Quand l’intelligence artificielle donne le vertige

Publié le 22 décembre 2017
4 min

Il y a une dizaine de jours s’est produit un évènement peu médiatisé : la victoire aux échecs de l’intelligence artificielle « brute » sur le logiciel le plus puissant.
Bon, dit comme ça, cela peut paraître assez anodin, surtout si on ne s’intéresse pas aux échecs. Mais en essayant de comprendre la portée de cette nouvelle, apparaissent les perspectives incroyables proposées par le développement des IA. 

L’incroyable victoire de David contre Goliath

Mais revenons aux faits. Google a développé Alphazero, un ordinateur pas exceptionnel (80 000 coups à la seconde quand même) doté d’une IA « brute », c’est-à-dire sans aucun apprentissage préalable (d’où son petit nom Alphazero), et donc non « influencée » par la pensée humaine. Les ingénieurs lui ont simplement indiqué les règles des échecs, et l’ont laissé « travailler », « se former », « s’amuser » pendant 9h tout seul dans son coin en jouant juste 44 millions de parties contre lui-même…
Ensuite, Alphazero a défié un super ordinateur presque mille fois plus puissant (70 000 000 de coups à la seconde !) faisant tourner Stockfish, considéré comme le meilleur logiciel d’échecs du monde et utilisé par les plus grands joueurs pour leur préparation. Et que croyez-vous qu’il arrivât ? Alphazero a battu Stockfish à plates coutures sur une série de 100 parties : 28 victoires, 72 nulles et 0 défaites !

Les spécialistes unanimes s’extasient devant une révolution. Alphazero a joué des coups inédits et déroutants (même pour des champions) relevant de nouvelles stratégies à long terme et difficilement imaginables par l’humain. Partant de rien, une IA dotée d’une puissance de calcul infiniment moindre a créé des stratégies, changé même la manière d’appréhender les échecs.

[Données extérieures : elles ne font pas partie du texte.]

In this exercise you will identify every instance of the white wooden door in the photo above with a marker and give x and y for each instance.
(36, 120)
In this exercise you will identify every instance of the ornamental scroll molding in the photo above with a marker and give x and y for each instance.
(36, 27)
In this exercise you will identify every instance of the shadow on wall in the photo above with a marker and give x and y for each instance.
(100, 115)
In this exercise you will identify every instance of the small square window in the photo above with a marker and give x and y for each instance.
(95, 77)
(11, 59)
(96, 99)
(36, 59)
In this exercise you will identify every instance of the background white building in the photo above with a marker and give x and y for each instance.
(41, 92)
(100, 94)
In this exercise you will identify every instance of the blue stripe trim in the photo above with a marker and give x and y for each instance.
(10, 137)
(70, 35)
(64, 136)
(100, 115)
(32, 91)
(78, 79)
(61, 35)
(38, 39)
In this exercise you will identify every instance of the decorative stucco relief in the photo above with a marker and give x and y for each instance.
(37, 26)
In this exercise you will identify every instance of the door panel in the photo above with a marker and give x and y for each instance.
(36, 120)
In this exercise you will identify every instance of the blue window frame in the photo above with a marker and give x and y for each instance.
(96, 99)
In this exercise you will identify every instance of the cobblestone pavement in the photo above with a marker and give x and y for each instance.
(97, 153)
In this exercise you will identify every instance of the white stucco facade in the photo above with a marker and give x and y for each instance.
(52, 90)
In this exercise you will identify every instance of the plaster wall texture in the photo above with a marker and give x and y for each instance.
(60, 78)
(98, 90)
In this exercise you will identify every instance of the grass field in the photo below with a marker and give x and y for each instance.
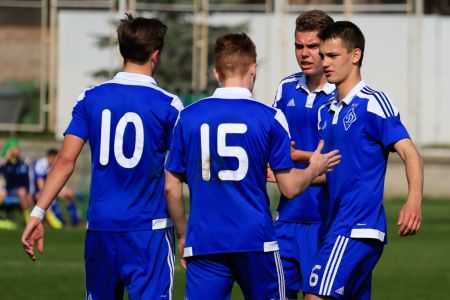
(410, 268)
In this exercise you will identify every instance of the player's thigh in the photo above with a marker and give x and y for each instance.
(103, 278)
(209, 277)
(260, 275)
(148, 262)
(288, 241)
(309, 238)
(343, 267)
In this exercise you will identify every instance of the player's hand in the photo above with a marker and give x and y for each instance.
(324, 162)
(270, 175)
(293, 148)
(409, 219)
(34, 232)
(181, 249)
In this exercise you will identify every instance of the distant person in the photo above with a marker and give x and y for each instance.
(221, 147)
(128, 122)
(5, 223)
(300, 221)
(41, 167)
(365, 126)
(15, 173)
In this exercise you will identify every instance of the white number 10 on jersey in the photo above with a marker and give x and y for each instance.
(129, 117)
(224, 151)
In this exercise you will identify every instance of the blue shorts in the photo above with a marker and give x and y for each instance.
(343, 268)
(259, 274)
(140, 261)
(299, 243)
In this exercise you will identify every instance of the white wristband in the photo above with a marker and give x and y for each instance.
(38, 212)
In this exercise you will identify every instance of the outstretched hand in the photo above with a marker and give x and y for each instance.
(34, 232)
(324, 162)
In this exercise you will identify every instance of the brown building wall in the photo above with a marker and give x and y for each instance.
(20, 52)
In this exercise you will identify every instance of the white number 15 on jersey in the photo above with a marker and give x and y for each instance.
(224, 151)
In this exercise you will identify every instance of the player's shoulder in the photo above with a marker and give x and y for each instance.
(378, 102)
(292, 79)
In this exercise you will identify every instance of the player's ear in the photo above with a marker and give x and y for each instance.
(216, 74)
(356, 56)
(154, 56)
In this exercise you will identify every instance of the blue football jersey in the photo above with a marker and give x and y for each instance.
(363, 126)
(128, 122)
(223, 144)
(300, 106)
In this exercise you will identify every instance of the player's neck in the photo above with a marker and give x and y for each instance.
(238, 81)
(144, 69)
(316, 82)
(344, 87)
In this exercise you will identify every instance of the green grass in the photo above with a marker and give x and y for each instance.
(411, 268)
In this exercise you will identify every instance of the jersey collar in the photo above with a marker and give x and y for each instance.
(232, 93)
(135, 77)
(327, 88)
(348, 99)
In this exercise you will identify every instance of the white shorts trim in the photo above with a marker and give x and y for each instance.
(187, 252)
(271, 246)
(367, 233)
(161, 223)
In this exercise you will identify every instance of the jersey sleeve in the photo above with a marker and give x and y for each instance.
(280, 151)
(176, 162)
(384, 124)
(78, 126)
(279, 101)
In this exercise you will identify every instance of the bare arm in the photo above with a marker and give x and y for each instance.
(292, 182)
(57, 178)
(175, 204)
(410, 216)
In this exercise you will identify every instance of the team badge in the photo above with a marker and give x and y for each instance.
(349, 118)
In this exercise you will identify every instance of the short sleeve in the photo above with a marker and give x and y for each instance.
(78, 126)
(280, 151)
(387, 131)
(278, 101)
(176, 162)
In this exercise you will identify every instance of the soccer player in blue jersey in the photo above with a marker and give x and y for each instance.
(128, 122)
(221, 148)
(299, 225)
(365, 126)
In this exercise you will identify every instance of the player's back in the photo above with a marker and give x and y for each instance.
(128, 122)
(227, 141)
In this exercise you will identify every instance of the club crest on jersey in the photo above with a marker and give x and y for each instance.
(349, 118)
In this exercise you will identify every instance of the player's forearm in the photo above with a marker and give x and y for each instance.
(413, 168)
(294, 181)
(175, 203)
(414, 175)
(56, 180)
(300, 156)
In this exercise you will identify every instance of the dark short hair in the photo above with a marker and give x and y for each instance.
(234, 53)
(52, 152)
(312, 20)
(139, 38)
(351, 36)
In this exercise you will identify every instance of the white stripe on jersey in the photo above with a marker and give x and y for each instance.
(335, 252)
(280, 117)
(170, 257)
(337, 267)
(280, 274)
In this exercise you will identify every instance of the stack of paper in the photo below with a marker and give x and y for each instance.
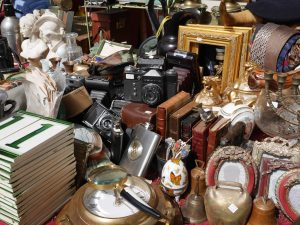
(37, 168)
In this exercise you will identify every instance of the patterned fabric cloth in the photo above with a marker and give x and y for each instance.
(284, 63)
(276, 11)
(259, 46)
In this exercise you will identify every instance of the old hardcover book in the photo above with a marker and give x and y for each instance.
(176, 117)
(199, 139)
(187, 126)
(216, 131)
(165, 109)
(136, 113)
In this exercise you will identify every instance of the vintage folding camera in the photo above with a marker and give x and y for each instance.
(101, 83)
(142, 86)
(73, 82)
(117, 105)
(101, 97)
(187, 60)
(148, 63)
(101, 119)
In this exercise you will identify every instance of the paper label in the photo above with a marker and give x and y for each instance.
(233, 208)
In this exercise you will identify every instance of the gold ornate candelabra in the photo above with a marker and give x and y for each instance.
(289, 103)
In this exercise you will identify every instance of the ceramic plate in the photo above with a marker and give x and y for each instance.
(232, 163)
(288, 192)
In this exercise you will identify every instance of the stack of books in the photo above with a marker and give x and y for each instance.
(37, 168)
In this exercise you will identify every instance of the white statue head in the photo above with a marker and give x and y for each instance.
(26, 24)
(51, 28)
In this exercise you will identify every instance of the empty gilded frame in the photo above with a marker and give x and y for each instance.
(190, 37)
(247, 34)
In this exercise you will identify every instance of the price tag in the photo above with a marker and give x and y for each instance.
(233, 208)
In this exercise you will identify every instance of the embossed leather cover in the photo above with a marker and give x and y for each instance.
(175, 119)
(199, 140)
(187, 125)
(165, 109)
(136, 113)
(216, 131)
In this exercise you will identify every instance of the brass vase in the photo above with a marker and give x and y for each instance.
(263, 212)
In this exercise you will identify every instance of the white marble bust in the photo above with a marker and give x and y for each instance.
(51, 32)
(33, 48)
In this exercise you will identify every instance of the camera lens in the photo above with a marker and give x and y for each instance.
(151, 94)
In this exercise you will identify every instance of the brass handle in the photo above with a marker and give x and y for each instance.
(229, 184)
(199, 163)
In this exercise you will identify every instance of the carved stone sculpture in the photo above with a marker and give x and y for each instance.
(33, 48)
(51, 32)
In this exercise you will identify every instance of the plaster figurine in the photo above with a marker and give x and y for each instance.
(33, 48)
(51, 32)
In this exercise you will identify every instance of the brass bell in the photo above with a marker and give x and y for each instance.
(194, 211)
(263, 212)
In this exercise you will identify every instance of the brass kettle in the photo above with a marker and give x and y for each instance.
(263, 212)
(102, 201)
(194, 211)
(227, 203)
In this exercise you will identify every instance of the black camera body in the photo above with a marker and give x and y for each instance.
(188, 61)
(73, 82)
(148, 86)
(148, 63)
(101, 119)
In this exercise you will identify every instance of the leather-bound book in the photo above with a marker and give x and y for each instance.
(165, 109)
(136, 113)
(176, 117)
(187, 125)
(216, 131)
(199, 139)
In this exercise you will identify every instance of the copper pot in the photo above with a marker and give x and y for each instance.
(263, 212)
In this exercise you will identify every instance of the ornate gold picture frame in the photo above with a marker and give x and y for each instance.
(234, 39)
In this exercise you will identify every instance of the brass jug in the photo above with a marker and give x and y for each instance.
(227, 203)
(198, 171)
(194, 211)
(263, 212)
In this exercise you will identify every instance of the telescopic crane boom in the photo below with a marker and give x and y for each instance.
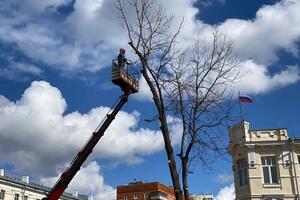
(129, 85)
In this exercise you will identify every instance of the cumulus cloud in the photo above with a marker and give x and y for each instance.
(257, 79)
(87, 37)
(226, 193)
(89, 181)
(38, 138)
(262, 37)
(20, 71)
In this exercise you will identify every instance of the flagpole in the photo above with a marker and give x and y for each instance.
(241, 111)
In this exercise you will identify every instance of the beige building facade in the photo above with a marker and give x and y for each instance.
(20, 188)
(202, 197)
(265, 163)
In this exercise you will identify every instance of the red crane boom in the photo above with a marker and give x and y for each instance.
(129, 85)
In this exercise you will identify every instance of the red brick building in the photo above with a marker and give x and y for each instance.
(145, 191)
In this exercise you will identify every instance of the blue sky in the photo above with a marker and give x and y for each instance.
(55, 87)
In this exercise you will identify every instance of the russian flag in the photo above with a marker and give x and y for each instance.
(245, 99)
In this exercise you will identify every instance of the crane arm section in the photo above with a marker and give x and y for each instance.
(74, 167)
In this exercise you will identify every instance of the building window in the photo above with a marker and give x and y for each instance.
(2, 193)
(269, 169)
(16, 196)
(242, 170)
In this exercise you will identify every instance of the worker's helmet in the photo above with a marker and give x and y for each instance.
(122, 50)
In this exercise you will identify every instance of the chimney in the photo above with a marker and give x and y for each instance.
(25, 179)
(76, 194)
(2, 172)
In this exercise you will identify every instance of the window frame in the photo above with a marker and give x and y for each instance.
(242, 171)
(16, 196)
(270, 167)
(2, 194)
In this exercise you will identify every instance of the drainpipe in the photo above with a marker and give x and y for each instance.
(294, 166)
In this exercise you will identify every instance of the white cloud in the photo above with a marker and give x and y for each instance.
(37, 137)
(88, 37)
(88, 181)
(226, 193)
(40, 6)
(257, 79)
(19, 71)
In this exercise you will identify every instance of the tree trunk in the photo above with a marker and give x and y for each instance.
(184, 162)
(171, 160)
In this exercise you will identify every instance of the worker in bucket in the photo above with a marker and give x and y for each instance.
(121, 59)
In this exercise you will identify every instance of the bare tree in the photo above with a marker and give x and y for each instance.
(190, 84)
(199, 92)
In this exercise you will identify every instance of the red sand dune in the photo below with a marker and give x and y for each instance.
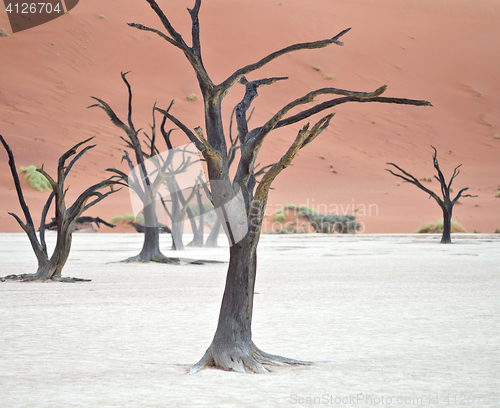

Le Grand Maître International Peter Heine Nielsen est même allé plus loin : « Je me suis toujours demandé ce qui se passerait si une espèce supérieure arrivait sur terre et apprenait les échecs. Après avoir lu le rapport, mais surtout vu les parties, j’ai l’impression de le savoir.« 

L’ordinateur plus « humain » que l’humain ?

Avec mille fois moins de puissance de calcul, l’IA joue et innove, là où le logiciel propose le meilleur coup dans le cadre de stratégies programmées par l’humain.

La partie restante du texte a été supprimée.